1962~1968年までは、アスベストを使い、その後からはアスベスト問題が起きてきたので、現在のグラスファイバーを使用しはじめた。
現在は家族で経営して、工学部で学び博士号を取った息子さんが社長となり、
ここ数年の短期間で、ヨーロッパ内に製造工場を3箇所、11の支店を持つまでにお客が増えて仕事が拡張した。

昨年の春までは、毎月50トンのコンクリートスペーサーを、建築ラッシュのドバイに輸送していたが、輸送費が高くつくので、現地に生産工場を建てている。
ドバイ現地では、ドイツの建築土木会社が多く働いている。

現在そして将来、大いに必要とされている省エネに最適の密閉技術を使った新しい建材の7製品も開発され、博士はパテントも取り、社員が増えて現在全部の社員数が500人の会社になったが、更に注文が増えているので、採用する必要性が出ているという明るい会社である。
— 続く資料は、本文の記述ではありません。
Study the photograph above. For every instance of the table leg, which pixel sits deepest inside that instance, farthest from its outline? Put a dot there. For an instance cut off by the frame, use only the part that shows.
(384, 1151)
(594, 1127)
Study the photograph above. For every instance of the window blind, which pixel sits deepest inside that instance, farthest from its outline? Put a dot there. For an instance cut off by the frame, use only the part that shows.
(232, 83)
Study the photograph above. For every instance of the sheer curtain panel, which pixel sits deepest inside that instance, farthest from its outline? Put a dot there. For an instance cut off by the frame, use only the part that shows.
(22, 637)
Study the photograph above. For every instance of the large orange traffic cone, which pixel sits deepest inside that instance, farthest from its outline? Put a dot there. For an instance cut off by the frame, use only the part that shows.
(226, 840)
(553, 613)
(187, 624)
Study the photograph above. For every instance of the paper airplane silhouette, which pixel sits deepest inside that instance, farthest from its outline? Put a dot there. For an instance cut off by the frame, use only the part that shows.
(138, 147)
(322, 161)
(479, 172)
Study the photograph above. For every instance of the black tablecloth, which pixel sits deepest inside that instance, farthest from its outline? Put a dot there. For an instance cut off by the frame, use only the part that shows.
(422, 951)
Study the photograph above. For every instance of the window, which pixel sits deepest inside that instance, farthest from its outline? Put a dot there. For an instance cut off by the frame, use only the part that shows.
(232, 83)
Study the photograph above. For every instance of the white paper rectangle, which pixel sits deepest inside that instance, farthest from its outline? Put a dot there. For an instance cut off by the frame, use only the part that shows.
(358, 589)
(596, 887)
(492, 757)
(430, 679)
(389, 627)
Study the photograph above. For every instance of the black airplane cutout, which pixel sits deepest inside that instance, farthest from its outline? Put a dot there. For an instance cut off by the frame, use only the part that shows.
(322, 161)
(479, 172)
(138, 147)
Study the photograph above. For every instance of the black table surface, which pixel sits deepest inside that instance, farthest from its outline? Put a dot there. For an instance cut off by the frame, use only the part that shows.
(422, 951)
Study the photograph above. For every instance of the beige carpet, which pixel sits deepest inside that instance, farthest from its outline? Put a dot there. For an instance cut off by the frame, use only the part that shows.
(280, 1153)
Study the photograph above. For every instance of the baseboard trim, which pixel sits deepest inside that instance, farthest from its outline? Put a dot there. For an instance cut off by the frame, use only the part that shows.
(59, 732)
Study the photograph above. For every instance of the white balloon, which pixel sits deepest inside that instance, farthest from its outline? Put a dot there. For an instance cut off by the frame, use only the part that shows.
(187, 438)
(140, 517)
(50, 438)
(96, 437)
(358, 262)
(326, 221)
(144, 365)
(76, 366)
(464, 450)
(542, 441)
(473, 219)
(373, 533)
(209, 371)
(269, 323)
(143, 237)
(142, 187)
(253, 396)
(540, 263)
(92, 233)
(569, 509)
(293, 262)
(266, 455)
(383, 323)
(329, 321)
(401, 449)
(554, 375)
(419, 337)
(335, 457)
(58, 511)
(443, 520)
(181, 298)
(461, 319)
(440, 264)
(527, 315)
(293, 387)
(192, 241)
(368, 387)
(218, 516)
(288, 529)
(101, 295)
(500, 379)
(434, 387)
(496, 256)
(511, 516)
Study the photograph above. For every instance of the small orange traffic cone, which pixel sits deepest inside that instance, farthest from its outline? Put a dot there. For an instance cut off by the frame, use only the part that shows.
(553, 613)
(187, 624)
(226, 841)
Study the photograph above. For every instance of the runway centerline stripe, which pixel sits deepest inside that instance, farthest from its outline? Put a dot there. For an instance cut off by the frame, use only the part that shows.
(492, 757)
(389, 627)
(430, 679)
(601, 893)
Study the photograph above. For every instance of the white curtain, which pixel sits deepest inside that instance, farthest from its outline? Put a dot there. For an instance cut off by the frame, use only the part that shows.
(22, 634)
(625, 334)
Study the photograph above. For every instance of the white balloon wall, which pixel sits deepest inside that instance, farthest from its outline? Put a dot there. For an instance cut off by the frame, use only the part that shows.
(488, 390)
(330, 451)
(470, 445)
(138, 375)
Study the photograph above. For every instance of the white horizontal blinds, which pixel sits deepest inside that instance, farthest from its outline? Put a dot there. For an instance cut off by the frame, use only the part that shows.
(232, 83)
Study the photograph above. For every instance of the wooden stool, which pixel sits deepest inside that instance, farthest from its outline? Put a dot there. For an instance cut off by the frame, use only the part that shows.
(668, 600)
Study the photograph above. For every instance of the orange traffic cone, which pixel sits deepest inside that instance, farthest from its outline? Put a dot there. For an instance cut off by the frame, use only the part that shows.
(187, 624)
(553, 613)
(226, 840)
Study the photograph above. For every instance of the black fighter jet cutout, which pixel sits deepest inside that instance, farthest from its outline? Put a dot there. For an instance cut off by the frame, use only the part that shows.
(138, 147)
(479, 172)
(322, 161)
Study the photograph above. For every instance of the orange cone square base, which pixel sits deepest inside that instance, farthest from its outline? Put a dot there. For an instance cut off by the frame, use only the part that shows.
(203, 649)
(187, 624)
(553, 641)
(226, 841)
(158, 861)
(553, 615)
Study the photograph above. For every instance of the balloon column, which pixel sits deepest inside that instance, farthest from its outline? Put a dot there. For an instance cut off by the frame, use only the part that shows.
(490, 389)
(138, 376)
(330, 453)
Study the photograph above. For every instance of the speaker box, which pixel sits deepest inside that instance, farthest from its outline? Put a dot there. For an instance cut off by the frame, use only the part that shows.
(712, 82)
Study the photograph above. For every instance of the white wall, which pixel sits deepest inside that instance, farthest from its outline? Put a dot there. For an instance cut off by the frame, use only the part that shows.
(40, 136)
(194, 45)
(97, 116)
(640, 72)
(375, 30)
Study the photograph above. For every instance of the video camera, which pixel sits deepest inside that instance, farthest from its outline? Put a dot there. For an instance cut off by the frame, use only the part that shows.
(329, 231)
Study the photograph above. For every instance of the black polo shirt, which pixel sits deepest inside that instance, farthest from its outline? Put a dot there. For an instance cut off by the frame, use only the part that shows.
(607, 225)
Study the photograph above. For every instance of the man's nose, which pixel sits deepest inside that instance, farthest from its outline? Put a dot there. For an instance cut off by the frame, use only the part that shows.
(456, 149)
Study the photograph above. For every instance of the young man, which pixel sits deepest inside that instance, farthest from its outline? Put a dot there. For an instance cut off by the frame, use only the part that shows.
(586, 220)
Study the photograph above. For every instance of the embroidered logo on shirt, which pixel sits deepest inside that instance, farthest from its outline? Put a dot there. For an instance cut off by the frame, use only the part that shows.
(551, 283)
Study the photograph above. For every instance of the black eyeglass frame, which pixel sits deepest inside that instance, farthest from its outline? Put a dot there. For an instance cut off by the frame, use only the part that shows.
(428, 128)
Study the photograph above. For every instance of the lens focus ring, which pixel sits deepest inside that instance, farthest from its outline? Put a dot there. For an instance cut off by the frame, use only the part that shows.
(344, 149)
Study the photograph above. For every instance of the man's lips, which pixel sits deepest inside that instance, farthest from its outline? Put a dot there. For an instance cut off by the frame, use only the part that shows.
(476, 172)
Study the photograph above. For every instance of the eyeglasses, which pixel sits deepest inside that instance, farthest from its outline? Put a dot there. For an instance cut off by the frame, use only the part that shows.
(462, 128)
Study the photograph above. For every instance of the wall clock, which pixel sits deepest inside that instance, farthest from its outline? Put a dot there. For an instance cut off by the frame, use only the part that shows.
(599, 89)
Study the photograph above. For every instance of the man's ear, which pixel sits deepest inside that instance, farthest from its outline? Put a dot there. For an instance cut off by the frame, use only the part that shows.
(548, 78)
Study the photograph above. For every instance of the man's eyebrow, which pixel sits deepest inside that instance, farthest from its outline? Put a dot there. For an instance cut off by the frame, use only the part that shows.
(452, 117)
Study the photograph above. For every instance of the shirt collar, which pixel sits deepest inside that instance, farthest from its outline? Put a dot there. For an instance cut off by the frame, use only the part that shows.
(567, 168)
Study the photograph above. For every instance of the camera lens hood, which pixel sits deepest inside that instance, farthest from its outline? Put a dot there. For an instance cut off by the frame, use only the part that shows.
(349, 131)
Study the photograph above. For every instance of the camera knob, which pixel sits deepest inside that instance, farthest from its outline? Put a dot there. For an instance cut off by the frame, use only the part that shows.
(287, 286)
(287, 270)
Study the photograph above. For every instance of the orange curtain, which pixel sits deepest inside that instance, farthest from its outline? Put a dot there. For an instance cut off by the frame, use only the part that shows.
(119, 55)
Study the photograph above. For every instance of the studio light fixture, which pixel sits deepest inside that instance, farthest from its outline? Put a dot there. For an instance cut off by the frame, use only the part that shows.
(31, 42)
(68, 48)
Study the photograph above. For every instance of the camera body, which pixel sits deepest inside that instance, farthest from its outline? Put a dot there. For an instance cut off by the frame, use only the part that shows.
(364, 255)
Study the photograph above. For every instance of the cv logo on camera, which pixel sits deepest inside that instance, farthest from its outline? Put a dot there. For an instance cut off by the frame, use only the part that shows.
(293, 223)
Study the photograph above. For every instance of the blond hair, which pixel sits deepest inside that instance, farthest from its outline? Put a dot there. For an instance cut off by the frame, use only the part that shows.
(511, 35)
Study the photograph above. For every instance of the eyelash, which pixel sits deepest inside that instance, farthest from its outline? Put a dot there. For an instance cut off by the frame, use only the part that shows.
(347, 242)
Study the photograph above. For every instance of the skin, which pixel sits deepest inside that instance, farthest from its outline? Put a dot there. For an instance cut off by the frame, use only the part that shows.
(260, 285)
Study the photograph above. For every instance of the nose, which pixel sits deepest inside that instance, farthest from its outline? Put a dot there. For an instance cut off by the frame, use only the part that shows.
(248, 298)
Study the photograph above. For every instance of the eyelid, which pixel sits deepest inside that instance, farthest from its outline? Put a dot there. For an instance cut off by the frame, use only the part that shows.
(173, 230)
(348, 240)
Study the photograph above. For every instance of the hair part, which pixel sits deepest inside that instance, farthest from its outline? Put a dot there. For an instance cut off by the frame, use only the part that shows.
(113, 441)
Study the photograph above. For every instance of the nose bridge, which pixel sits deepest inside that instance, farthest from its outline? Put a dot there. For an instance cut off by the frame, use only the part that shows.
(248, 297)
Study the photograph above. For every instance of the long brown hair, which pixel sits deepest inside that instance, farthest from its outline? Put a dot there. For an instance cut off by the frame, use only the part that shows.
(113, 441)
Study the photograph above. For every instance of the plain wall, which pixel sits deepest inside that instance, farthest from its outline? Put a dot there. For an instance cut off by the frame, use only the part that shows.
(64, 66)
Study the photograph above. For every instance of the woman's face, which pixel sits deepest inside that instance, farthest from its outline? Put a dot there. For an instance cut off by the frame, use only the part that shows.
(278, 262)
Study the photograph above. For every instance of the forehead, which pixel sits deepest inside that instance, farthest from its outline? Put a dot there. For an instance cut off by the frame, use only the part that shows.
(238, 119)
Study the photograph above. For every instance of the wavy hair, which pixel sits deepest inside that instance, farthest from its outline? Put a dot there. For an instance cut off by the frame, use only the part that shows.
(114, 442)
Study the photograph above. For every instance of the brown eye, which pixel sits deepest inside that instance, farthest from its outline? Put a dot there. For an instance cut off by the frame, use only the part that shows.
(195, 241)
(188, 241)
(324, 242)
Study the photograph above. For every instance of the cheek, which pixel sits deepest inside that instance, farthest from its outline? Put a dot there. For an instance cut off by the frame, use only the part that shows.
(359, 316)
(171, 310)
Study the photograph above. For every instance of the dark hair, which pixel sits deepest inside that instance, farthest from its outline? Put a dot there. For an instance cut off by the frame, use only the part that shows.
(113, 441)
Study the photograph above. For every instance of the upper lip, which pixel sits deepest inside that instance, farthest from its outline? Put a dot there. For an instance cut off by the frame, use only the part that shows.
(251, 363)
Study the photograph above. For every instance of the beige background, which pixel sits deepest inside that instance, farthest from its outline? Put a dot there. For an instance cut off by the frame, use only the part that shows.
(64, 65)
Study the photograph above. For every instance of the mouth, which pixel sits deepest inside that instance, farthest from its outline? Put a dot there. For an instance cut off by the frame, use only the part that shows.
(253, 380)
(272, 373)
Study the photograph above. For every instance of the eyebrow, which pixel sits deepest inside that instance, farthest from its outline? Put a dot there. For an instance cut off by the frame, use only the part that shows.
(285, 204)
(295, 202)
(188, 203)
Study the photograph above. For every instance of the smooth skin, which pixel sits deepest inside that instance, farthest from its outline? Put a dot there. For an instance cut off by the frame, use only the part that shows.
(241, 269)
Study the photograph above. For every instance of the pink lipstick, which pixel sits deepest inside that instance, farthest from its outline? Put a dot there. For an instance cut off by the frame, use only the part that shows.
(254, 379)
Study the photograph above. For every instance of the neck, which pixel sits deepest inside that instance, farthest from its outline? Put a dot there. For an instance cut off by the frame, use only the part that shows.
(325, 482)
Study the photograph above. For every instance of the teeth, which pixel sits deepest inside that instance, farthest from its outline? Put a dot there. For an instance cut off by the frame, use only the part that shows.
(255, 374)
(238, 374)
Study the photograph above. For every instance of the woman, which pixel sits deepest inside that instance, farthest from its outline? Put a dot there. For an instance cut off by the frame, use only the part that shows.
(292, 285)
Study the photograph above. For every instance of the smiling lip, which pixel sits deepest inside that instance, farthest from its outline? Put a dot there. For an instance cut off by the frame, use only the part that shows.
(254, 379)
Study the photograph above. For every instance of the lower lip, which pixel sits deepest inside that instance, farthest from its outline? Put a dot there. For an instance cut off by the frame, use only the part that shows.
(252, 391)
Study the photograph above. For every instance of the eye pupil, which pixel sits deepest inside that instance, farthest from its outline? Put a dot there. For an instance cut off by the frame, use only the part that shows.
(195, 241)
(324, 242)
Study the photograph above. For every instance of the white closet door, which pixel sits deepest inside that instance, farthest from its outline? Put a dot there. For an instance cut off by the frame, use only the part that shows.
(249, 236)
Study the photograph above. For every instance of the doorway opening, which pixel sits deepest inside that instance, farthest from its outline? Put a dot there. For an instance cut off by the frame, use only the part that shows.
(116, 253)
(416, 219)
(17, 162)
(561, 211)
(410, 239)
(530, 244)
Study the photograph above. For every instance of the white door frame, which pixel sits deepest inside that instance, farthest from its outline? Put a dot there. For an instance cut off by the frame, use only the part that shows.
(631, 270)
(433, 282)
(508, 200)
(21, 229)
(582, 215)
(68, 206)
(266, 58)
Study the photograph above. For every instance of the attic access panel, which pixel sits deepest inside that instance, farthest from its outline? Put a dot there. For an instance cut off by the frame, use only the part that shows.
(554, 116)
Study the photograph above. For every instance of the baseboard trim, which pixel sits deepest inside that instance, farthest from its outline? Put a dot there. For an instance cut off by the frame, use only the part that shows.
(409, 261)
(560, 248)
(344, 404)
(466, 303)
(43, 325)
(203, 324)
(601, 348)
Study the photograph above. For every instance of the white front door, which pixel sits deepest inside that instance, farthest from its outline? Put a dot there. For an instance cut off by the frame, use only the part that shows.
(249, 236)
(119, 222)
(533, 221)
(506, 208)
アスベスト(石綿)はギリシャ語から来ているが、繊維状に変形した天然の鉱石で、古くは古代エジプトでミイラを包む布として使用された。
古代ローマでは、ランプの芯としても使われ、燃えない布と言われた。

値段も安く、耐久性、断熱性、電気絶縁性、摩擦防止、耐薬品性など優れた特性があり、奇跡の鉱物とさえ表現されて多く使用された。

石綿の繊維の細さは、髪の毛の5000分の1程度の細さで、アスベストと肺がんの関係に関しては、1938年ドイツのマスコミで既に問題視されていた。
当時、ナチスの政府は、アスベスト工場で換気装置を付けさせ、工場労働者に対する保障義務を要請している。しかし、戦後このナチス時代の研究等は随分と長い間無視されてしまった。この事も、世界史の悲劇の1つである。

アスベストは、肺繊維症、肺がん、悪性中皮腫、じん肺 の原因になるとWHOの付属機関IARCが勧告し、世界的に問題となり亡くなっている人も多い。

旧東ドイツには、幽霊工場、誰も使用していない屋敷、ビル、空になった元ソビエト兵の宿舎が、ガランと不気味に至る所に多く残るが、解体時にここでも今後アスベストの危険性が伴う。